9/11 Memorial, Museum inspire deep reflection

A single rose sits on a name engraved on one of the reflecting pools outside the museum.

The air is different here.

As soon as I stepped through the doorway and took a breath, I felt a change in the air. It was as if the screams and sirens and obstructive debris tore through in a whirlwind seconds before the door opened for me, and I stood in the immediate aftermath of devastation in purest form. I knew this wasn’t true, of course. The destruction occurred more than 13 years ago, but nothing could have captured the awe, reverence, mourning and hope so well as the 9/11 Museum and Memorial.

The awe-struck wonder began long before I set foot in the museum. The New York streets, crowded with people to the point of panic-attack incitement only moments before, suddenly seemed completely free of chaos and pandemonium at the sight of a mural which read, “Dedicated to those who fell and to those who carry on… May we never forget.” Although the mural stood above a New York City sidewalk, the atmosphere seemed different, set apart and sacred.

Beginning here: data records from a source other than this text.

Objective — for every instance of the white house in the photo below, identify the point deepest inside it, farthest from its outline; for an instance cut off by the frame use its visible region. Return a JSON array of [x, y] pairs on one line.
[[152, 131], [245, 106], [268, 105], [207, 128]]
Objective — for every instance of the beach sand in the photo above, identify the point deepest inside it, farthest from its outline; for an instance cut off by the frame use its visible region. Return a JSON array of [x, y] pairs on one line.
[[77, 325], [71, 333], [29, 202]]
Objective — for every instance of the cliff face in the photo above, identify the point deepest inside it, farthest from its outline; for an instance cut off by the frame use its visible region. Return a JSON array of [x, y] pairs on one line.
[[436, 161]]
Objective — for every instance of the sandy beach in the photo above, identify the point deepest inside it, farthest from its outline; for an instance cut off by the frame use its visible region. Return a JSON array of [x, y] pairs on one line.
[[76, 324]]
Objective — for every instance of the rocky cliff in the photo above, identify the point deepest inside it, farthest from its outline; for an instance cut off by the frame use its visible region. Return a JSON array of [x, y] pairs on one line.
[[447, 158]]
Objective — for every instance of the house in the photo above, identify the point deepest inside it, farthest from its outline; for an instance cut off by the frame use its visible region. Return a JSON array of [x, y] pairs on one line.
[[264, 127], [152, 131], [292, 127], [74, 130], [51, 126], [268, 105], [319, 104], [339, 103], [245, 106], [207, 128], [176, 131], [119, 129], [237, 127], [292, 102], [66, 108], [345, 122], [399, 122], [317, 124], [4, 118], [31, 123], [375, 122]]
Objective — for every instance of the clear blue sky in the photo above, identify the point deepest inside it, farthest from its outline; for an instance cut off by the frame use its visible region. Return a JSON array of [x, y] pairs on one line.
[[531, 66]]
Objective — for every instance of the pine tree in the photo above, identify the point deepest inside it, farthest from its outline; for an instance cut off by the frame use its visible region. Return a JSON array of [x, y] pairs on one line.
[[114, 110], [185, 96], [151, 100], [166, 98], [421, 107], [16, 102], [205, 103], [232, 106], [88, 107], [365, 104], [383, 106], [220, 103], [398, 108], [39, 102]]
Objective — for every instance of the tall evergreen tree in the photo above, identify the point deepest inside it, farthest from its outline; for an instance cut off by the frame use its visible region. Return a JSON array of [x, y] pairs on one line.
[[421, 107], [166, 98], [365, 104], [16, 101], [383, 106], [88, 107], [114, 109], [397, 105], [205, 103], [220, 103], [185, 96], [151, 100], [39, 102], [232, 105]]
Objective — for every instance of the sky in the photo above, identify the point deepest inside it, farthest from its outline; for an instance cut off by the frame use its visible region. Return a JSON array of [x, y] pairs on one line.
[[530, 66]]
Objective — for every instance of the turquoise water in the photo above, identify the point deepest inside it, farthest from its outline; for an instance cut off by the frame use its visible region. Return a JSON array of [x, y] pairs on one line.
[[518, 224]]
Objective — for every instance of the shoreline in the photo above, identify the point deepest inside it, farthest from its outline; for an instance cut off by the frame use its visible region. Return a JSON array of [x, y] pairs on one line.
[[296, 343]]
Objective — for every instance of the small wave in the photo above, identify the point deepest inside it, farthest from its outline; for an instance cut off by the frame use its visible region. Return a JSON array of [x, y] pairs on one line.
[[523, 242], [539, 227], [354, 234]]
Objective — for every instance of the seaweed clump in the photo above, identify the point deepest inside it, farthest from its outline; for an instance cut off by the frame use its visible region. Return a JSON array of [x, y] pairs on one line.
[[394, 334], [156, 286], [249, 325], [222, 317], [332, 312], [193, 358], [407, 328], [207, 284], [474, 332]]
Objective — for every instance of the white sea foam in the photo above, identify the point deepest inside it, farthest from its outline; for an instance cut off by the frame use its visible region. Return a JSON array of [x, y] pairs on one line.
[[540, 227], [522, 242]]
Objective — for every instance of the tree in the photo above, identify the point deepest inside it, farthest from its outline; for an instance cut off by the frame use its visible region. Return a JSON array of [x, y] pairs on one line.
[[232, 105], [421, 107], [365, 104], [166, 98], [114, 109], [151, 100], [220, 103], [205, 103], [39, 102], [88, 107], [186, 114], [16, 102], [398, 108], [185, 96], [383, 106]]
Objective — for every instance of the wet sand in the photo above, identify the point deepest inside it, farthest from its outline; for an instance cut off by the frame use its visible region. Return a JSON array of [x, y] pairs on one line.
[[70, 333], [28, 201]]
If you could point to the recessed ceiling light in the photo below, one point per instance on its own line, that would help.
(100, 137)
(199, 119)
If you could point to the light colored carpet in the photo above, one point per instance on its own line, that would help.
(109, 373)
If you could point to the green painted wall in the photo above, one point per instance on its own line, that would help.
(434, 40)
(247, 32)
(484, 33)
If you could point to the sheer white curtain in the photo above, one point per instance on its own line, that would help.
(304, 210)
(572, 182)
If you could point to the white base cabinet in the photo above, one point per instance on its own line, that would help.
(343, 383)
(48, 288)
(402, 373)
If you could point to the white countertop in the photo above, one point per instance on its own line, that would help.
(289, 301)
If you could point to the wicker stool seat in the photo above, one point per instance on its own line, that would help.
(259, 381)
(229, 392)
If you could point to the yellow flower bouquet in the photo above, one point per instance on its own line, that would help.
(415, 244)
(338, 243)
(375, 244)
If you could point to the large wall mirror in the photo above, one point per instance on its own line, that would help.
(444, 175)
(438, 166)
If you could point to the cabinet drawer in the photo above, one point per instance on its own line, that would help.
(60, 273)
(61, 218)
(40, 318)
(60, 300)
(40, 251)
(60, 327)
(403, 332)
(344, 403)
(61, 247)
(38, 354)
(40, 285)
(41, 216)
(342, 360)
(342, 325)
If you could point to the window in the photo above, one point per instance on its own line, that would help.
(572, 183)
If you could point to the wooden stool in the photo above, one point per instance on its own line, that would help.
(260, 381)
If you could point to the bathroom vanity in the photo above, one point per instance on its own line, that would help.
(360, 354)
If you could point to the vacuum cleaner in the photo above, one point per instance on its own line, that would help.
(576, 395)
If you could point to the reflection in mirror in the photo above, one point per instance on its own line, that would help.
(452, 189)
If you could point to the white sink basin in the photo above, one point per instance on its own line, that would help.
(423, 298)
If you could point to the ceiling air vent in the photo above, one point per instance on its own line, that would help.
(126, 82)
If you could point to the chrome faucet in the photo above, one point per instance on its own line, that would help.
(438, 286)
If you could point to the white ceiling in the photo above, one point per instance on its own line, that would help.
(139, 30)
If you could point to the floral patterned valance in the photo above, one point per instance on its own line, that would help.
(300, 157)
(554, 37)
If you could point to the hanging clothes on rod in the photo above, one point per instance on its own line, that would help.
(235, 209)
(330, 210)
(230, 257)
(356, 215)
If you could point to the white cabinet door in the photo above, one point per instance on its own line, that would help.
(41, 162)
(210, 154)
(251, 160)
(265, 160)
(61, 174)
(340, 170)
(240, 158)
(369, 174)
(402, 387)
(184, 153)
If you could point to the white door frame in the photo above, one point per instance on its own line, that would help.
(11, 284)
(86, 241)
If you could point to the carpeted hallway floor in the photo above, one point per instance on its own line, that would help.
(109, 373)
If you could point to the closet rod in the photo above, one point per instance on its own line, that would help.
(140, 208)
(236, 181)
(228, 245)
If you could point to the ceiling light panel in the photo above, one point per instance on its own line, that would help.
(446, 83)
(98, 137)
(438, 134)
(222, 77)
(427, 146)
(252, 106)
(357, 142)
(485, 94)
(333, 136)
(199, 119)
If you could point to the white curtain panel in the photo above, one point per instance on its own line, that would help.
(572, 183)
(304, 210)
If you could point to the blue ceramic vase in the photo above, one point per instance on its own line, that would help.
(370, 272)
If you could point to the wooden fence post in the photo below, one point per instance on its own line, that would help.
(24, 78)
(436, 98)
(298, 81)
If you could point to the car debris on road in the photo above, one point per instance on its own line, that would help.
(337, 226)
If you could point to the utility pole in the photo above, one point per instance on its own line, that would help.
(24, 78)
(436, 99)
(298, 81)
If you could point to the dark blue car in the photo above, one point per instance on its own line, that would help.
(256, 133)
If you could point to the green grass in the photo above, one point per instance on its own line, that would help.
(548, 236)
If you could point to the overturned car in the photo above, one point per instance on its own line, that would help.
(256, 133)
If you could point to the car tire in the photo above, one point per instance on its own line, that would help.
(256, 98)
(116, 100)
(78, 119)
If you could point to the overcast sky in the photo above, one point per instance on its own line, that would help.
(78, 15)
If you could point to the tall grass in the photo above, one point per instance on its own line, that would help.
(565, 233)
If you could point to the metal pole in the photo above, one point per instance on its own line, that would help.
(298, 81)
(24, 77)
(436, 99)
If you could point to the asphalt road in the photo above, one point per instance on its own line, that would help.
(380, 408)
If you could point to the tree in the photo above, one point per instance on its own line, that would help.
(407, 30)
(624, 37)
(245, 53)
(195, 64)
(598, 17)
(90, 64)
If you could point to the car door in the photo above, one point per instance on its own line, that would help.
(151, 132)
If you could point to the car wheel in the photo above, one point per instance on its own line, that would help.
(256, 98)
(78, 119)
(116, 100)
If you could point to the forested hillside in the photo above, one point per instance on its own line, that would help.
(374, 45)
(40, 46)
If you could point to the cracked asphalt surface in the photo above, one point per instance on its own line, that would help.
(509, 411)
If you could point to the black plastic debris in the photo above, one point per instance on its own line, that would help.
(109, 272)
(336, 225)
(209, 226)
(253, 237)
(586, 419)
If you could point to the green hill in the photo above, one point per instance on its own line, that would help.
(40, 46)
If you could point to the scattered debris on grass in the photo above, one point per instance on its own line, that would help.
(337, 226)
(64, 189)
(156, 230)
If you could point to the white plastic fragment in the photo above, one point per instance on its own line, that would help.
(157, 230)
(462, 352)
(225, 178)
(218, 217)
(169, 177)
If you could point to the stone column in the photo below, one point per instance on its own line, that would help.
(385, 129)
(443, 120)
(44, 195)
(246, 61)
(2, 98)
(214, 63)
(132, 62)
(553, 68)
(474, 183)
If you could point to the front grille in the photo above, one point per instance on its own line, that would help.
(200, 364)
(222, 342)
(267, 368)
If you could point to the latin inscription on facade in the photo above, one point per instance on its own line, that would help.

Across the street from the mural sat the reflecting pools, two large concrete and granite structures where the north and south towers once stood. The granite wall around the pools listed the names of every person who died that September morning as well as those who died in the smaller attack in 1993. Inside the pools, water fell from the interior walls down into a deep chasm. As I stared into what must have once been a gaping hole and realized it was now more than half full, I reflected on the American spirit and how it was in the same shape because of the events of 9/11: once empty, it is now filling again.

Although I never knew this man, I am comforted by the fact he is remembered and loved.

— Callie Boren, 10

As I made my way around the pools and read a few of the seemingly endless names, I came across something that made the experience seem more raw, real and alive than I ever could have imagined. A single, small, white rose sat on top of one man’s name. In the midst of the concrete abyss, a beautiful living thing sat peacefully reminding all who passed by that the name beneath the flower wasn’t just a name. Whether the flower was left by a sibling, friend, spouse or parent, I will never know. It may have been left by a stranger. Seeing the flower there reminded me that the name belonged to a real man who had lived, loved, made an impact, and my heart broke knowing he had died there that day. Although I never knew this man, I am comforted by the fact he is remembered and loved.

I don’t know how long we stood at the reflecting pools. Time seemed to fall away like the water in the pools. After that time, however, we joined a moderately long line and waited to go into the museum. The wait didn’t seem to last long at all, however, because everything seemed to be a part of the memorial. At last we walked through the door, had our tickets scanned and bags searched, and entered the final leg of the journey.

The museum was divided into three parts. Because we spent only and hour and a half there, I made it through two of the wings. Every object in every room brought forth a mental image of the devastation in the aftermath of 9/11. Walls were covered with pictures of shattered vehicles, shattered buildings and shattered lives. In one room the wall was a running timeline beginning around 7 a.m. Sept. 11 with quotes from phone calls of people who attempted to stop or slow the terrorist attack and loved ones who had simply called to say “I love you.” One wall was completely covered in equally sized and spaced canvases painted various shades of blue. As I drew closer to the wall, I read a sign that said each blue square was a representation of the color of the sky that fateful morning as recalled by different individuals who were there.

The 9/11 Memorial and Museum is a reflection of the American spirit, which encourages each of us in our own small way to fight back, rebuild and remember.

— Callie Boren, 10

Each wing was connected by an open area before the exit. The area served as a final reflection room complete with benches branching out from the center. I looked around the room as I wiped away a few stray tears, at first feeling I was out of place for showing any emotion at all, but I soon realized I was not alone. The museum and memorial moved a majority of its visitors to tears. I took a seat, reflected on all I had seen and experienced, and then looked toward the center of the room. All the people in the room were in a large circle around one large, steel pillar. A closer look showed it wasn’t there to support the roof. All the moved, mourning, awe-struck people in the room were able to look forward and see the last remaining part of the towers still standing resolute at the heart of the museum.

America is home to many life-changing historical markers, memorials and museums from Pearl Harbor in Hawaii to Independence Hall in Philadelphia up the east coast to New York City. Countless sites across the nation can help Americans better understand history, but very few sites help Americans better understand Americans. The 9/11 Memorial and Museum is a reflection of the American spirit, which encourages each of us in our own small way to fight back, rebuild and remember. In honor of all the lives lost, those who stood in the rubble as survivors, and everyone left to carry on, the mural on the street rings as true today as it did the day by which it was inspired. “May we never forget.”